Al Jazeera Arabic correspondent Ismail al-Ghoul has been released after being arrested for 12 hours and severely beaten by Israeli forces in Gaza City’s al-Shifa Hospital.
Al-Ghoul was there early on Monday with his crew and other reporters to cover the Israeli army’s fourth raid into the hospital, where thousands of civilians are trapped, including medical staff, patients and displaced families.
Witnesses said the Al Jazeera reporter was dragged away by Israeli forces, who also destroyed the broadcasting vehicles of news crews at the medical facility. He has since been freed after 12 hours in Israeli custody.
Al-Ghoul told Al Jazeera after his release that Israeli forces destroyed media equipment and arrested journalists gathered in a room used by media teams. He said the journalists were stripped of their clothes and forced to lie on their stomachs as they were blindfolded and their hands tied.
Israeli soldiers would open fire to scare them if there was any movement, al-Ghoul said. He added that he had heard that some of his colleagues were also released, but he did not have enough information about their whereabouts.
Al-Shifa Hospital, the largest in the Gaza Strip, has served as a base for journalists to report on Israel’s more than five-month war on the Palestinian enclave.
Al Jazeera’s Hani Mahmoud, reporting from Rafah, said al-Ghoul was “tortured, beaten and detained by the Israeli military along with his crew member on the ground”.
Mahmoud, quoting witnesses, said many Palestinians were beaten and verbally abused, some blindfolded and their hands tied behind their backs. They were then put inside an Israeli military truck and taken to an unknown location, he said.
Gaza’s Ministry of Health said Israeli forces launched missiles and opened fire on one of the hospital’s buildings, killing and injuring Palestinians, and a section of the hospital’s courtyard was bulldozed.
According to Mahmoud, Israeli forces had also arrested more than 80 other Palestinians, including “women medical staff and [other] journalists”.
“The Israeli army made a list of allegations that they are looking for wanted people inside the complex but so far haven’t provided any substantial evidence … to justify what is happening inside al-Shifa,” Mahmoud said.
Israel has repeatedly said Hamas, the Palestinian armed group that governs the besieged Gaza Strip, has “regrouped” inside al-Shifa and is “using it to command attacks against Israel”.
Mansour Shouman, a citizen journalist who has reported from al-Shifa and Nasser Hospital in southern Gaza, described hospitals in the enclave as “small towns” where journalists are trying to “deliver news to the world”.
Hospitals are one of the very few areas that have generators, which are essential to provide internet service, Shouman told Al Jazeera.
Series of ‘systematic attacks’
Earlier on Monday, Al Jazeera Media Network demanded the immediate release of al-Ghoul and other journalists detained alongside him, it said in a statement.
The Qatar-based network said it held the Israeli army “fully responsible for their safety”.
“The Network emphasises that this targeting serves as an intimidation tactic against journalists to deter them from reporting the horrific crimes committed by the occupation forces against innocent civilians in Gaza,” the statement read.
It said the “targeting” of al-Ghoul is part of a series of “systematic attacks on Al Jazeera”, including the killings of veteran Al Jazeera journalist Shireen Abu Akleh, Samer Abu Daqqa and Hamza Dahdouh, as well as the bombing of its office in Gaza.
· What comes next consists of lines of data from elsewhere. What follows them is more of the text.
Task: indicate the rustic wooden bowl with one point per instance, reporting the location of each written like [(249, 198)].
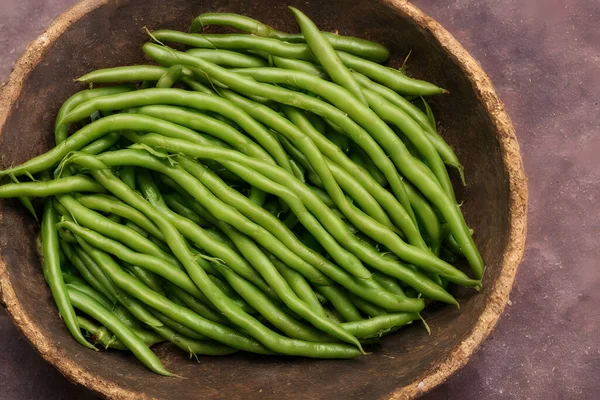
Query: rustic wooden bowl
[(102, 33)]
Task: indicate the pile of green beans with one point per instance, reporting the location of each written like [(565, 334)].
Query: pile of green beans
[(263, 191)]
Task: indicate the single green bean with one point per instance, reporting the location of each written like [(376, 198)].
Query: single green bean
[(374, 327), (342, 304), (427, 217), (195, 305), (299, 65), (102, 144), (228, 58), (323, 51), (170, 78), (124, 74), (83, 270), (127, 175)]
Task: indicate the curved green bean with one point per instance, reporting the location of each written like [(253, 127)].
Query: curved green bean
[(363, 48), (53, 275), (112, 205), (61, 130), (119, 329), (77, 183), (231, 310)]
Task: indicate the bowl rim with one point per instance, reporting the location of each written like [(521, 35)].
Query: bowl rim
[(499, 294)]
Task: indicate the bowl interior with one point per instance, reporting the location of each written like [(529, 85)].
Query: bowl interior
[(112, 35)]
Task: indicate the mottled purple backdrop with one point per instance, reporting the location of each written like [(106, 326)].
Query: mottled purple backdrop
[(544, 59)]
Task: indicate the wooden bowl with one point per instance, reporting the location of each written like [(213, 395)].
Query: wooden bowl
[(102, 33)]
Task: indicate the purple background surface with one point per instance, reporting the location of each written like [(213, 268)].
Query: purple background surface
[(544, 59)]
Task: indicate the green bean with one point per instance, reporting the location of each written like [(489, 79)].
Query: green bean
[(362, 160), (265, 219), (53, 275), (427, 217), (388, 283), (120, 330), (203, 123), (299, 65), (97, 273), (68, 184), (271, 312), (176, 174), (99, 334), (374, 327), (335, 226), (367, 308), (350, 185), (145, 276), (341, 303), (198, 101), (396, 149), (196, 86), (199, 236), (177, 327), (135, 312), (156, 265), (415, 113), (110, 204), (170, 78), (102, 144), (394, 115), (83, 270), (79, 284), (262, 263), (133, 287), (299, 285), (124, 74), (389, 77), (135, 227), (195, 305), (229, 58), (215, 275), (127, 175), (231, 310), (323, 51), (246, 85), (182, 210), (214, 127), (61, 130), (363, 48), (292, 133), (25, 201), (104, 226), (121, 312)]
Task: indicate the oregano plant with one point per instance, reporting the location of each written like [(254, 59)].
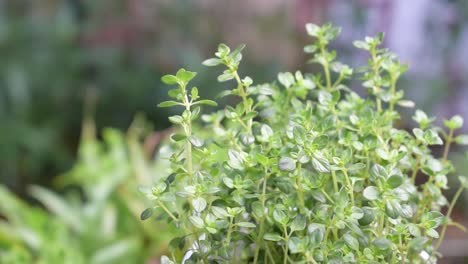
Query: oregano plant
[(303, 169)]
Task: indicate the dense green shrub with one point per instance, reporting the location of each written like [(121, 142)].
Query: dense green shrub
[(95, 219), (304, 170)]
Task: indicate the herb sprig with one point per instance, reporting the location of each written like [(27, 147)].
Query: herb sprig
[(304, 170)]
The Committee to Protect Journalists (CPJ) and the International Press Institute (IPI) also condemned al-Ghoul’s arrest.
“Journalists play an essential role in a war. They are the eyes and the ears that we need to document what’s happening, and with every journalist killed, with every journalist arrested, our ability to understand what’s happening in Gaza diminishes significantly,” Jodie Ginsberg, chief executive officer of the CPJ, told Al Jazeera.
“This is the worst conflict for journalists that the Committee to Protect Journalists has ever documented, and the situation is simply getting worse.”
Scott Griffen, the deputy director of the IPI, said the organisation was “deeply alarmed” by al-Ghoul’s arrest, and called for his “immediate release”.
Al-Ghoul’s detention, he said, “lays bare the risks that all journalists” face in Gaza after Israel has killed “scores” of them during the war with “almost no accountability”.
“This is not only threatening the lives of journalists who are on the ground trying to tell the story, but it is preventing audiences around the world from accessing the truth,” Griffen said.
As of Monday, at least 95 journalists and media workers – the overwhelming majority of them Palestinians – have been killed since the war started on October 7, according to the CPJ.